Utility screen ships by default with many Linux distributions, though not all.

alias copy='xclip -i -selection clipboard'

cat file.txt | copy

Copying a file to the clipboard when the first one-liner is specified as an alias copy in the bash.

sudo !!

Run the last command under the root, if in the previous command you forgot to type sudo… This team has the first place in one-liner ranking

Of course, these are just examples. The beauty of a Linux console is that you can come up with a sequence of commands that no one has ever used at all, but you need this particular pipeline in this situation.

Keyboard shortcuts as a legacy of the console

In graphic programs for Windows, you also often want to do the work with hot keys, without touching this “Apple” manipulator. In fact, using hotkeys greatly speeds up the workflow in any program.
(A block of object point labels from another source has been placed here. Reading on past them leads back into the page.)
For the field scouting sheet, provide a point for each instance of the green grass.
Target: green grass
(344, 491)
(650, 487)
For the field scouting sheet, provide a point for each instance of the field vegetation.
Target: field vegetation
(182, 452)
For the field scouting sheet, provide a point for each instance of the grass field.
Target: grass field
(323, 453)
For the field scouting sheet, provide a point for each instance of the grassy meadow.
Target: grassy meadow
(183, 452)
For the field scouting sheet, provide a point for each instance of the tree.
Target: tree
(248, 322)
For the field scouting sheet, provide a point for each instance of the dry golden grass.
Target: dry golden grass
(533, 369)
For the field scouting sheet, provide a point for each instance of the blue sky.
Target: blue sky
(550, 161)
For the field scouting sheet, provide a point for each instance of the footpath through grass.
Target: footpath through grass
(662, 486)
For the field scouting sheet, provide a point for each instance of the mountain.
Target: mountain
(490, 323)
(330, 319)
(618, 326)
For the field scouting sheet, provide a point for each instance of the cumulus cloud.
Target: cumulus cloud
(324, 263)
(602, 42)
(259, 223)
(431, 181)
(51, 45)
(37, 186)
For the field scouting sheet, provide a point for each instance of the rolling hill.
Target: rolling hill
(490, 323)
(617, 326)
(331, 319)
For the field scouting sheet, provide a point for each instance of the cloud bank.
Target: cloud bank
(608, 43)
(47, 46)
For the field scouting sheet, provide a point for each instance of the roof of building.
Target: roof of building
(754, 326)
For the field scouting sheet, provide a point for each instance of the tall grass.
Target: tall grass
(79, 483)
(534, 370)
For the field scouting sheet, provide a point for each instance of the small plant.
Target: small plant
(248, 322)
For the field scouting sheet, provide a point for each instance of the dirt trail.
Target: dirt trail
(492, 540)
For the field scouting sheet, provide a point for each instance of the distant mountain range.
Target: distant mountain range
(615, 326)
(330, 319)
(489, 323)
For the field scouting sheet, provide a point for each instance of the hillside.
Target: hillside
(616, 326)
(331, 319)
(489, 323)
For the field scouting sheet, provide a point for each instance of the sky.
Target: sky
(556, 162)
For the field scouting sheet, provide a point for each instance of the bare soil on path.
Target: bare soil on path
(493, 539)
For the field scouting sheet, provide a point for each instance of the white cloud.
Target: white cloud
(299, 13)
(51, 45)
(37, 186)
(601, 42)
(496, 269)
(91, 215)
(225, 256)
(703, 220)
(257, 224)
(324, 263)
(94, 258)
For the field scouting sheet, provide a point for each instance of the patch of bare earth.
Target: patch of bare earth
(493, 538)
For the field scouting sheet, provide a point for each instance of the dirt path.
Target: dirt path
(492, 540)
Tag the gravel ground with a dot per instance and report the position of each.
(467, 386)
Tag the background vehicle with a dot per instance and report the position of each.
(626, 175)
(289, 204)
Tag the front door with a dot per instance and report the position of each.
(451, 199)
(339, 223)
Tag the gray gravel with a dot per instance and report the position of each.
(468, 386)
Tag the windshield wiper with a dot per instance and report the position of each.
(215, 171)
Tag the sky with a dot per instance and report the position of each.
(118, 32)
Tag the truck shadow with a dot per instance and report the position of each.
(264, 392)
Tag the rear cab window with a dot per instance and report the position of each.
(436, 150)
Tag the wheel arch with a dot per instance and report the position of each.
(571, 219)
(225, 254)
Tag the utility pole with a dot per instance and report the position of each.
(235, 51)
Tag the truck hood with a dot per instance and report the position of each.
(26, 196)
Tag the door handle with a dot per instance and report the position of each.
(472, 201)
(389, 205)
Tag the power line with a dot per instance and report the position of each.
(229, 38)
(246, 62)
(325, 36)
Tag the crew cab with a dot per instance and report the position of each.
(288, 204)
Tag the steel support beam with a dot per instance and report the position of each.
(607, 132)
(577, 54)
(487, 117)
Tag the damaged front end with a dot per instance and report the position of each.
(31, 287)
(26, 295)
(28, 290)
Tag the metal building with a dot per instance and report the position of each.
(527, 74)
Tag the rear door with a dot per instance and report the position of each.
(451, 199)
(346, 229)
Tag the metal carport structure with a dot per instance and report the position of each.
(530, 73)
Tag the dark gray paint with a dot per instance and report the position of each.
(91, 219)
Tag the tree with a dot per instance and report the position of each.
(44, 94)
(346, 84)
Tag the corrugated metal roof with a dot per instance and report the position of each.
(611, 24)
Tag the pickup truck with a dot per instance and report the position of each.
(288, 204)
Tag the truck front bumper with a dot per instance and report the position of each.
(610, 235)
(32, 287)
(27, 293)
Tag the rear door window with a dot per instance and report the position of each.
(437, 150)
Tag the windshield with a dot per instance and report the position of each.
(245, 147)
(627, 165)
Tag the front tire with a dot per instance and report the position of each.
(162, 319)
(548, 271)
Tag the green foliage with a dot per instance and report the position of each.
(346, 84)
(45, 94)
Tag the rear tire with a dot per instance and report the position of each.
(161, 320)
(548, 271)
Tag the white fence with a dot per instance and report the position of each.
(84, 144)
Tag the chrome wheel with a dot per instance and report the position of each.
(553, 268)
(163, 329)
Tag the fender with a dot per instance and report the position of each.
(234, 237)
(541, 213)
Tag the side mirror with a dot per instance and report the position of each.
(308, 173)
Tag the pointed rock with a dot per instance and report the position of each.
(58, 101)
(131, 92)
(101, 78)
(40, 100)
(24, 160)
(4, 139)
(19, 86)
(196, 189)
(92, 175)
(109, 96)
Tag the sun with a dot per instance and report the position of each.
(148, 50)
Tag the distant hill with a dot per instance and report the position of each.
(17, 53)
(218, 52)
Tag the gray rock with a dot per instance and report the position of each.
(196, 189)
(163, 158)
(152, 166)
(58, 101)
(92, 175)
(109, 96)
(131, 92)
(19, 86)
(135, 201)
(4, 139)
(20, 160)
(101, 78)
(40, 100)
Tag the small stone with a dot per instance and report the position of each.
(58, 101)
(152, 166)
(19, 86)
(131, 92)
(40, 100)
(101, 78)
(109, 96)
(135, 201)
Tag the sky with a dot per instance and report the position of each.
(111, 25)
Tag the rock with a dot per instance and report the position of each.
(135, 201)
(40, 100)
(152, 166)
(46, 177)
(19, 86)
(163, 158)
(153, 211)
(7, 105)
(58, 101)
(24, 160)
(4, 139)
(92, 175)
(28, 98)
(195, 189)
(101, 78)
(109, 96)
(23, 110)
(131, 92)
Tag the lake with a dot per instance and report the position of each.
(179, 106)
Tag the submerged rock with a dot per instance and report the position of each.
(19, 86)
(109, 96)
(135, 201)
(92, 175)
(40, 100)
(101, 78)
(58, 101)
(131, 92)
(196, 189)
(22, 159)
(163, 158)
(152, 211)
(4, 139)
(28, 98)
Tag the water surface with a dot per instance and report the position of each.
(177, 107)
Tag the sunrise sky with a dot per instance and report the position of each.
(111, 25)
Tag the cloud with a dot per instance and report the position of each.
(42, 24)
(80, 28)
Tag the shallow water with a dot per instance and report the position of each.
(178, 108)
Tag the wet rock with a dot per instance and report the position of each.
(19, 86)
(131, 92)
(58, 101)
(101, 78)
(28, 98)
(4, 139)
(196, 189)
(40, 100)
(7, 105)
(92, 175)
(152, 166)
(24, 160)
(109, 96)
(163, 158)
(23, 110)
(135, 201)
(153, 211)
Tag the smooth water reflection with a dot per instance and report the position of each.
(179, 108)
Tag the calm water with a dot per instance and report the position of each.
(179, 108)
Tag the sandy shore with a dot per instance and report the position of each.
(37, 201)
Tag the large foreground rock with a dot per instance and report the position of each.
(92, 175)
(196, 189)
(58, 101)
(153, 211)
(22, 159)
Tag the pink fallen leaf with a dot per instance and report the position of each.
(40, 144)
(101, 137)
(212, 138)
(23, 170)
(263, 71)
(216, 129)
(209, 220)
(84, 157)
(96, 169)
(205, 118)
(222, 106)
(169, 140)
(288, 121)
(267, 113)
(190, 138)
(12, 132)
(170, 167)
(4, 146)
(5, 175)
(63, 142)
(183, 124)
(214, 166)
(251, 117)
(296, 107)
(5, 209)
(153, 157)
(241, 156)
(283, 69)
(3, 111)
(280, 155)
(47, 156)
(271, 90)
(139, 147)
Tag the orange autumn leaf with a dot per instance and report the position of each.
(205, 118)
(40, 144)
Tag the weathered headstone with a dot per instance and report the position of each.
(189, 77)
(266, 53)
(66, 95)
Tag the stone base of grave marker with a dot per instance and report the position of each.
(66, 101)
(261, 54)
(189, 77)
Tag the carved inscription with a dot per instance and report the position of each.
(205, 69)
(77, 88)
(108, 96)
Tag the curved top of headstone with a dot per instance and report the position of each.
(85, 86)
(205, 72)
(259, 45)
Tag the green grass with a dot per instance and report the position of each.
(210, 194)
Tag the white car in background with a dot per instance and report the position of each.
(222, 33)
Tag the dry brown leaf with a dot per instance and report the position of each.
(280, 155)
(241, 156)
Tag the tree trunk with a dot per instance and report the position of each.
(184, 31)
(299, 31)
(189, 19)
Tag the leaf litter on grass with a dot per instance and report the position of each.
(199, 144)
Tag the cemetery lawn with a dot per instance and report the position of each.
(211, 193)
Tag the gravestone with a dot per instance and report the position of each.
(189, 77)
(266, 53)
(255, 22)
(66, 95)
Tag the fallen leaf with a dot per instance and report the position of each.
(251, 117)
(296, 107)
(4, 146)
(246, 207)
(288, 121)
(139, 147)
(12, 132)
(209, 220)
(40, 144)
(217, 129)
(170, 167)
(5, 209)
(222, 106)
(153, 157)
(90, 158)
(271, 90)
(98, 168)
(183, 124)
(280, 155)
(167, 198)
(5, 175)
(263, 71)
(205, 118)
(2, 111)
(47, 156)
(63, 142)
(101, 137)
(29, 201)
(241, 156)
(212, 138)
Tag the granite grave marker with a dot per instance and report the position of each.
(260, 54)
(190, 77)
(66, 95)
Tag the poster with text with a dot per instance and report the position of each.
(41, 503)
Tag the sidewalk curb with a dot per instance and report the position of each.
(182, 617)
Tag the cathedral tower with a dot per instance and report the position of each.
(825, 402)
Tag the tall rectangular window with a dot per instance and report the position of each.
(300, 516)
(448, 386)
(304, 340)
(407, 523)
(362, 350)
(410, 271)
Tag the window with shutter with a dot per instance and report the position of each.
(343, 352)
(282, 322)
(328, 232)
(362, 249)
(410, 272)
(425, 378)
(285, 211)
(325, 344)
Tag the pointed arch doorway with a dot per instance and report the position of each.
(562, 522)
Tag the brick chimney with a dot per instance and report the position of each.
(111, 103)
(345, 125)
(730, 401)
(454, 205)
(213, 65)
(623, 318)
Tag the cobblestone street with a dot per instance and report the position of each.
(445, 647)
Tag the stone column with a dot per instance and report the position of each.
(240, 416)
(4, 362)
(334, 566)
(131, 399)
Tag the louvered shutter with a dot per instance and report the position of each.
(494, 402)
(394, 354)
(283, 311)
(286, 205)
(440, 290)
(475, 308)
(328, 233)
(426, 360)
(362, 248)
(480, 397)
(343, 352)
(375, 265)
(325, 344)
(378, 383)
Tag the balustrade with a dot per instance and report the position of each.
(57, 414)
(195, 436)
Bash aliases serve the same purpose: execute the command with the least amount of effort, that is, with the fewest keystrokes.

An experienced technician interacts with the machine almost at the speed of light. The speed is limited only by the processing time of commands on the CPU and the speed of text output to the console, that is, by the speed of the graphics subsystem. And with network delays computer runs slower than human… This is the ideal of human performance.

If we rise to a higher level of abstraction, then hotkeys in graphical interfaces are, in a sense, a distant descendant of the console, a kind of historical “echo”. With hot keys, one-liners and aliases in the bash, a person becomes “faster than a computer” – you have to pause to wait for the result of command execution. The CPU is almost 100% loaded.

This is a fundamental advantage of the keyboard as a command entry tool over any keypad. This is also the strength of the console.

Of course, not all commands are hotkeys. Sometimes you need to move a graphic object on the screen … Then you need a cursor. But if the hotkey exists, it is without options faster than the analogous mouse action in the menu. Hotkeys are living proof that keyboard commands run faster.

In general, this fact may lead to the assumption that the founding fathers of Unix were right after all, and their legacy lives on in all operating systems… The GUI is just a thin layer of abstraction on top of the powerful foundation they’ve built. After all, we remember that macOS is also based on Unix and belongs to the family of * nix systems.

Well, windows and other elements of the Windows graphical interface, according to Apple, are a secondary product copied from the Lisa interface (see. Apple vs. Microsoft lawsuit from 1988 to 1994).

The court dismissed Apple’s claim against Microsoft. But some things draw attention to themselves. For example, the command open . in the macOS console, opens Finder in the current directory. On Windows, the command does the same start . (Finder is called Explorer here). Windows in macOS are closed with a cross in the upper left corner, and in Windows – in the right corner. Perhaps, by the example of such details, Bill Gates proved to the court that he has an “original” graphical interface that is “very different” from macOS.

Whether the graphical interface was copied or not is formally unknown. But the fact is that it is just a thin shell over the system. Just like a mouse, it is a convenient, but not at all necessary accessory.